Я дивилась. Такое простенькое создание, казалось бы! Мешочек и два отверстия, большое и маленькое. Молчит, когда набит едой, кричит, когда пуст. Всего-то! Оборот происходит в течение полутора часов, если не меньше. И вот за четыре дня это существо все уразумело, приспособилось к обстоятельствам. Он был сильнее, чем я думала. Он был разумен и перекликался с летающими мимо балкона птицами. Однажды, когда я его несла в дом покормить, воробей, летевший на зов, ударился о стекло. Я тут же вынесла птенца, но птица не вернулась. Я поражалась силе жизни в этом маленьком, легко остывающем комочке. Но я переоценила эту силу.
На шестой день испортилась погода. Ночью шел дождь. Птенец проснулся поздно и голос подал слабо. Как нарочно, остыли трубы горячего водоснабжения. Птенец был как будто сонным и ел мало. Я вынесла его на балкон, потому что там он всегда становился веселее. Прошло около часа. Я спохватилась: что-то он молчит!? На балконе меня встретил холод. Птенец был тоже холодный, но живой. Жизнь в нем еще теплилась. Я помчалась на кухню, где, к счастью, был горячий чайник, укутала птенца и положила на крышку. Скоро он согрелся и зачирикал из кулька. Я дала ему хлеба и льняного семени. Ничего другого на тот момент у меня в доме не было. Давать ему яйцо побоялась. Накануне вечером моя знакомая сказала мне, что от яйца, в особенности от желтка, птенец может ослепнуть. Ловить для него насекомых оказалось делом нелегким. Тут очень бы пригодился Вова. Я только посочувствовала мамам-птичкам и сделала открытие: в городе мало насекомых, а в деревне травы просто кишат ими. Сколько узнаешь, однако, взяв на воспитание птенца! Удостоверившись, что он ожил, я положила его в чистое гнездо и пошла на базар. Я отсутствовала менее часа. А когда вернулась, мой птенец уже остыл. Похолодание в августе, перерыв в подаче горячей воды, мое недомыслие погубили его. Я расстроилась. Мне бы его оставить на чайнике, чайник укутать в шаль. Я ругала себя за толстокожесть. Как грубы наши человеческие ощущения в сравнении с чувствительностью птиц!

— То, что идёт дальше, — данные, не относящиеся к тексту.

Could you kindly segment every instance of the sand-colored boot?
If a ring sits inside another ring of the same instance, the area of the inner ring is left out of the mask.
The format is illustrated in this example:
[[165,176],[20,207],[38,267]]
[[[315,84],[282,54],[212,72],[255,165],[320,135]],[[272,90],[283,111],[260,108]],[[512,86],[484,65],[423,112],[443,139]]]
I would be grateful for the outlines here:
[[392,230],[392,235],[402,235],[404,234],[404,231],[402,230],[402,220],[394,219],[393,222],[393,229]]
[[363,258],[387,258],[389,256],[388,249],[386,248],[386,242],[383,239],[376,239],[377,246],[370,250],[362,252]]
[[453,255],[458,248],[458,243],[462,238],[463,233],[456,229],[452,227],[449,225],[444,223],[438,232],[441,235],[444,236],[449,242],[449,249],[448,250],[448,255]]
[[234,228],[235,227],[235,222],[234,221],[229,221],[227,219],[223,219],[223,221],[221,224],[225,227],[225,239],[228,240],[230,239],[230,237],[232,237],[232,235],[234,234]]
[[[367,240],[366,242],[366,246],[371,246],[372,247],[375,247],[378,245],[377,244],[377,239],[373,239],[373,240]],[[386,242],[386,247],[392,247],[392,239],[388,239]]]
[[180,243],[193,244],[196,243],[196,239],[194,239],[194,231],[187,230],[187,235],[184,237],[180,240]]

Теперь мне не хватало надоедавшего, ежечасно требовавшего к себе внимания птенца. День померк. Меня мучило чувство вины. Я успела полюбить это существо. А еще я не знала, что скажу внуку. Он приехал и первый его вопрос был о птенце. Не слишком склонный оправдывать, на этот раз он был великодушен. Выслушал подробности о днях маленькой жизни, погрустил вместе со мной, пожалел, что мы его не вырастили, осведомился, достойно ли я птенца похоронила. И своим пониманием и сочувствием снял тяжесть с моей души. Может быть, сказал он, мы спасем какого-нибудь другого птенца, имея этот горький опыт.